Berdasarkan pernyataan yang diberikan oleh Direktur Penyidikan Jaksa Agung Muda Tindak Pidana Khusus (Jampidsus) Kejagung Kuntadi, tim penyidik menyimpulkan bahwa Johnny G Plate terlibat dalam perkara tindak pidana korupsi tersebut, yakni sebagai pengguna anggara yang memiliki kewenangan terhadap pengeluaran anggaran dan pengawasan anggaran di kementerian yang dipimpin.

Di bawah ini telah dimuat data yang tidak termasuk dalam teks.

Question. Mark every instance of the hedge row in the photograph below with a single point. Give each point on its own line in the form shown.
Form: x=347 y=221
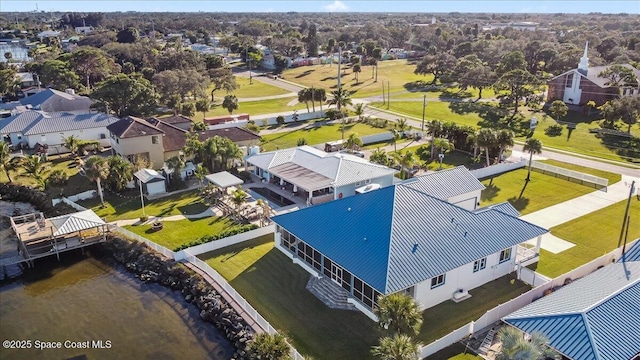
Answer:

Dengan demikian, setelah menaikkan status hukum Johnny dari saksi menjadi tersangka, penyidik juga menahan Johnny G Plate di Rumah Tahanan Negara (Rutan) Salemba cabang Kejagung. Di samping itu, tim penyidik juga melakukan penggeledahan di rumah dinas Menkominfo dan kantor Kementerian Kominfo untuk mendalami kemungkinan penerimaan uang oleh Johnny G Plate dari kerugian negara. Sejauh ini, Johnny dijerat dengan Pasal 2 dan Pasal 3 UU tentang Pemberantasan Tindak Pidana Korupsi juncto Pasal 55 Ayat 1 Kitab Undang-undang Hukum Pidana.
Reformasi
Penetapan status tersangka Johnny G Plate seakan menambah panjang daftar menteri-menteri era pemerintahan Joko Widodo yang terjerat kasus korupsi. Setidaknya sudah tercatat lima menteri Presiden Jokowi yang tersandung kasus dugaan korupsi, yakni Idrus Marham, Imam Nahrawi, Edhy Prabowo, Juliari Batubara, dan kini Johnny G Plate. Jika dihitung sejak reformasi, setidaknya sudah ada 13 menteri yang terjerat korupsi, termasuk Johnny G Plate.
Mengingat Johnny G Plate juga mengemban jabatan Sekretaris Jenderal Partai Nasdem, pusaran korupsi ini juga mencoreng citra politisi. Dalam catatan KPK, sejak 2004-2022 ada 521 politisi, mulai dari anggota DPR, anggota DPRD, gubernur, hingga bupati/wali kota yang terjerat korupsi.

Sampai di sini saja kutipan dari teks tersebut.